The Basics of Indexing for Memory Optimized Tables

As you have probably heard, SQL Server 2014 features a new In Memory OLTP engine, previously known as Heakton. One of the big features of In Memory OLTP is Memory Optimized Tables; tables which are entirely loaded into memory, rather than only residing on disk and being cached based on use. As you can imagine, storing tables in memory means they are accessed differently, and therefore indexed differently. We’ll take a look at some of the basics of how indexing works for Memory Optimized Tables here.

Our Memory Optimized Tables have two options for types of indexes: Hash Indexes and Nonclustered BW-trees.
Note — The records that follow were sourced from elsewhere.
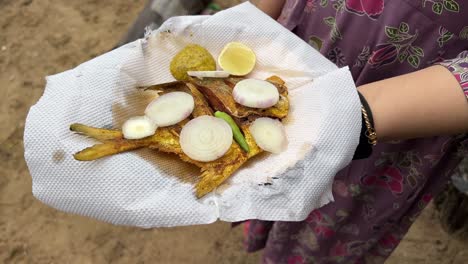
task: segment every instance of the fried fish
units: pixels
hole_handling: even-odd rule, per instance
[[[86,148],[74,155],[79,161],[92,161],[106,156],[135,150],[150,148],[165,153],[177,155],[184,162],[194,164],[201,170],[198,183],[195,186],[198,198],[212,192],[238,170],[248,159],[261,153],[262,150],[255,143],[249,124],[256,117],[268,116],[284,118],[289,110],[288,91],[284,81],[273,76],[268,79],[280,92],[281,99],[277,105],[265,109],[253,109],[238,105],[232,99],[232,87],[242,80],[241,78],[207,79],[203,81],[191,79],[189,82],[174,82],[167,85],[148,87],[147,89],[159,90],[162,93],[172,91],[184,91],[192,94],[195,108],[192,115],[184,121],[169,127],[160,127],[153,136],[129,140],[123,137],[119,130],[95,128],[83,124],[73,124],[70,130],[100,141],[92,147]],[[200,162],[189,158],[182,151],[179,143],[179,135],[182,127],[190,120],[199,116],[213,116],[215,111],[227,111],[236,118],[250,151],[245,152],[233,141],[228,152],[221,158],[211,162]]]

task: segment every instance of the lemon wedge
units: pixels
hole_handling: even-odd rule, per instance
[[[244,76],[255,67],[257,56],[251,48],[240,42],[230,42],[218,57],[219,66],[231,75]]]

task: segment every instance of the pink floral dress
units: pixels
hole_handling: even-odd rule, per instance
[[[441,64],[468,98],[467,1],[288,0],[279,22],[357,85]],[[246,248],[264,263],[382,263],[467,154],[465,135],[379,144],[305,221],[246,222]]]

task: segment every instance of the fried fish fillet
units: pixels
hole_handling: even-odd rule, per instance
[[[245,118],[250,115],[267,116],[273,118],[285,118],[289,112],[288,90],[284,81],[277,76],[267,79],[278,89],[280,93],[279,102],[273,107],[267,109],[256,109],[240,105],[234,101],[232,91],[234,86],[244,78],[226,78],[226,79],[197,79],[191,78],[190,82],[195,84],[198,89],[206,96],[211,106],[217,111],[229,113],[237,118]]]
[[[259,111],[255,109],[246,109],[246,108],[232,108],[232,109],[241,109],[241,111],[248,111],[248,113],[243,112],[244,117],[252,115],[255,116],[274,116],[274,113],[277,115],[286,116],[287,109],[289,109],[289,102],[287,101],[287,89],[284,86],[284,82],[278,77],[271,77],[268,79],[270,82],[274,83],[281,95],[284,96],[284,103],[286,106],[278,106],[277,109],[267,109],[266,111]],[[210,83],[213,82],[213,83]],[[205,81],[206,87],[216,88],[215,84],[219,84],[222,81],[225,85],[227,83],[235,84],[239,79],[211,79],[210,81]],[[196,118],[203,115],[213,115],[213,109],[209,105],[208,101],[211,103],[215,110],[224,110],[221,108],[222,105],[214,105],[212,96],[220,98],[224,101],[225,97],[231,96],[229,94],[221,95],[219,92],[215,91],[214,93],[207,92],[207,89],[199,90],[199,87],[196,82],[174,82],[164,86],[154,86],[149,87],[148,89],[159,89],[163,93],[172,92],[172,91],[184,91],[193,95],[195,101],[195,108],[192,113],[191,118]],[[238,107],[238,106],[235,106]],[[283,114],[283,111],[286,111]],[[221,158],[211,161],[211,162],[199,162],[189,158],[182,151],[182,148],[179,143],[179,134],[182,130],[182,127],[189,121],[190,118],[169,127],[161,127],[156,130],[156,133],[153,136],[129,140],[123,137],[121,131],[118,130],[108,130],[101,128],[89,127],[82,124],[73,124],[70,126],[70,129],[74,132],[83,134],[85,136],[94,138],[100,141],[100,144],[96,144],[92,147],[86,148],[74,155],[75,159],[80,161],[92,161],[106,156],[122,153],[125,151],[135,150],[139,148],[151,148],[156,149],[165,153],[173,153],[179,156],[179,158],[185,162],[194,164],[195,166],[201,169],[201,175],[198,183],[196,184],[196,196],[198,198],[203,197],[204,195],[212,192],[218,186],[220,186],[226,179],[228,179],[237,169],[239,169],[248,159],[256,156],[261,153],[262,150],[255,144],[255,141],[249,131],[249,123],[252,119],[237,119],[236,121],[240,123],[240,129],[242,130],[247,144],[250,147],[250,151],[247,153],[243,151],[240,146],[233,142],[231,148],[228,152]]]

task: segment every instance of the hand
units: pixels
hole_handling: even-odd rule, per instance
[[[468,132],[468,102],[443,66],[358,88],[370,105],[379,142]]]

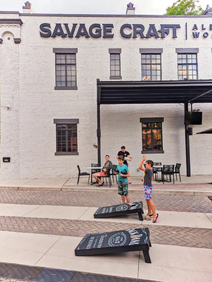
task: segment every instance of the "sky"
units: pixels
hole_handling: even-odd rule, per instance
[[[0,11],[18,11],[27,0],[0,0]],[[176,0],[175,0],[176,1]],[[99,14],[124,15],[129,0],[31,0],[34,13],[45,14]],[[174,0],[134,0],[132,2],[137,15],[163,15]],[[212,0],[200,0],[205,9],[212,6]]]

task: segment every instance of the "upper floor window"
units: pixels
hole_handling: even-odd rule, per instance
[[[56,124],[57,151],[77,152],[77,124]]]
[[[120,54],[111,54],[111,76],[120,77],[121,68]]]
[[[141,54],[142,80],[161,80],[161,54]]]
[[[76,54],[56,54],[56,86],[76,86]]]
[[[177,54],[178,80],[197,79],[197,61],[196,54]]]

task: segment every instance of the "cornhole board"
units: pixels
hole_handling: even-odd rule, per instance
[[[142,251],[145,262],[151,263],[148,227],[87,234],[75,249],[76,256]]]
[[[143,220],[142,214],[144,213],[142,202],[135,202],[124,205],[99,208],[93,216],[94,218],[102,218],[137,213],[138,214],[139,220]]]

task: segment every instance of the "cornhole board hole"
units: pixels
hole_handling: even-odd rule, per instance
[[[75,249],[76,256],[142,251],[145,262],[151,263],[148,227],[87,234]]]
[[[93,216],[94,218],[102,218],[137,213],[138,214],[139,220],[143,220],[143,212],[142,202],[135,202],[124,205],[99,208]]]

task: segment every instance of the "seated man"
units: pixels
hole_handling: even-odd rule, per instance
[[[100,186],[102,186],[104,184],[104,181],[101,181],[98,177],[108,176],[110,170],[113,168],[113,164],[112,162],[109,161],[110,157],[107,155],[105,156],[105,160],[106,162],[104,165],[103,167],[101,169],[101,172],[96,172],[94,173],[93,176],[94,177],[97,181],[99,182],[99,185]],[[96,185],[98,186],[99,185]]]

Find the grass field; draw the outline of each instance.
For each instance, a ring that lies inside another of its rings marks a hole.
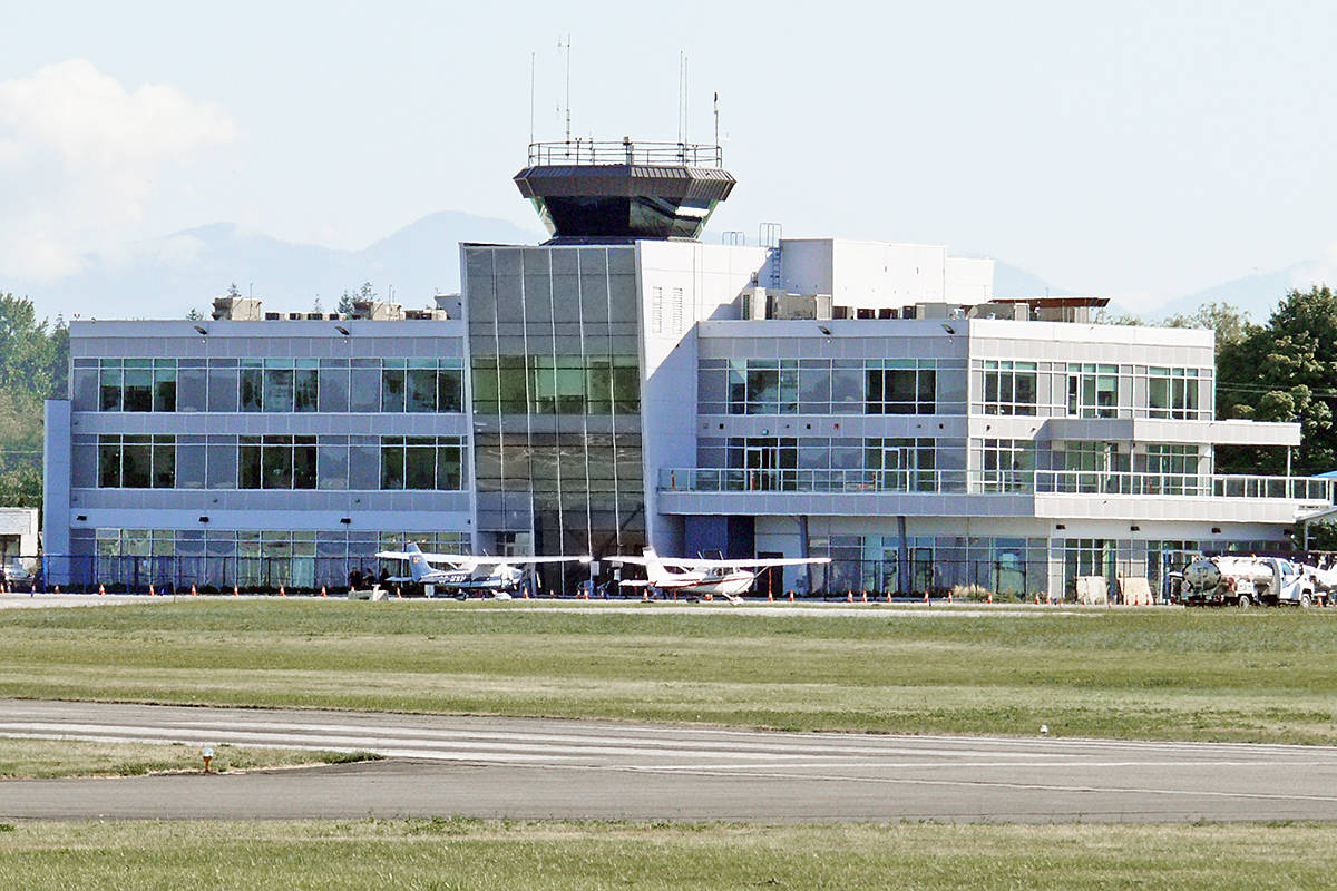
[[[0,824],[25,891],[1329,888],[1329,826]]]
[[[369,752],[310,752],[290,748],[214,745],[213,749],[210,769],[219,773],[298,764],[346,764],[380,757]],[[0,779],[140,776],[164,771],[199,771],[203,765],[201,749],[195,745],[0,739]]]
[[[245,598],[12,610],[0,613],[0,696],[1337,743],[1332,610],[727,609]]]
We’ll take a look at the benefits of each in a moment, but first lets consider the details that apply to both.

Memory Optimized Indexes:

– Exist only in memory. All indexes are rebuilt on database start up.

– Do not contain actual data rows. Instead, data rows for a given table exists only in one place in memory and indexes are made up of memory pointers to those rows.

– Do not duplicate data. All indexes on a table point to the same rows in memory, the data is not duplicated.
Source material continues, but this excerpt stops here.